URBANO L03 (KYY23)
- Brand: au
- Manufacturer: Kyocera
- Type: Smartphone
- Series: URBANO series
- First released: June 28, 2014
- Predecessor: URBANO L02
- Successor: URBANO V01
- Compatible networks: 3G: CDMA2000 1xMC (au 3G) (New 800 MHz/2 GHz), W-CDMA (850 MHz/2 GHz) 2G: GSM (1.9 GHz/1.8 GHz/900 MHz)
- Form factor: Slate
- Colors: Ivy Green; Purple Black; Pink Gold;
- Dimensions: 140 mm (5.5 in) H 70 mm (2.8 in) W 10.4 mm (0.41 in) D
- Weight: 154 g (5.4 oz)
- Operating system: Android 4.4.2
- System-on-chip: Qualcomm Snapdragon 801
- CPU: 2.3 GHz quad-core MSM8974AB
- GPU: Adreno 330
- Memory: 2 GB RAM
- Storage: 16 GB ROM
- Removable storage: microSD (up to 2 GB), microSDHC (up to 32 GB), microSDXC (up to 64 GB) (officially supported by KDDI)
- Battery: 3,000 mAh (non-removable)
- Charging: Under consideration
- Rear camera: Approx. 13 megapixels, CMOS image sensor, face-detection autofocus
- Front camera: Approx. 970,000 pixels, CMOS image sensor (Exmor R for mobile)
- Display: 5.0-inch TFT LCD, FHD (1920 × 1080 pixels), approx. 16.77 million colors
- Water resistance: Waterproofing and dustproofing
- Model: KYY23
- Made in: Japan

= URBANO L03 =

2014 smartphone model

URBANO L03 is a smartphone developed by Kyocera for the Japanese domestic market. It was released for KDDI and Okinawa Cellular Telephone Company under the au brand, featuring support for 3.5G (au 3G, formerly CDMA 1X WIN), 3.9G (au 4G LTE), and 4G (au 4G LTE CA / WiMAX 2+) mobile communication systems. Its manufacturing model number is KYY23.

== Colors ==
It was available at Ivy Green, Purple Black, and Pink Gold.

== Overview & specifications ==
This handset is the successor to the URBANO L02 (KYY22), inheriting a similar design philosophy. Along with the TORQUE G01 (KYY24) manufactured by Kyocera and announced alongside it, the URBANO L03 employs an LCD panel built from "Dragontrail X", a newly developed tempered glass material by Asahi Glass (currently AGC). This upgrade provides a slight improvement in structural robustness and impact resistance compared to earlier iterations.

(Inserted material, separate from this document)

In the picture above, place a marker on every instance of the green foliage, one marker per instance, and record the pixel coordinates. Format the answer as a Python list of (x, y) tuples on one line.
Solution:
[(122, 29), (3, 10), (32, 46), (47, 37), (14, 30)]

Additionally, it marks the first device in the URBANO series to be equipped with a quad-core processor, alongside introducing support for LTE carrier aggregation (LTE-Advanced) and WiMAX 2.1 (WiMAX 2+).

It was powered by a 2.3GHz Snapdragon 801 chipset. Because the device architecture transitioned to a non-removable battery configuration, the Qi wireless charging support—which was previously handled by swapping in a specialized battery pack—is only natively available in a dedicated variant of the Purple Black color profile. Starting with this generation, marketing documents began utilizing the "Okindaku 充電" (Put-and-Charge) branding, which is a registered trademark originally owned by NTT Docomo.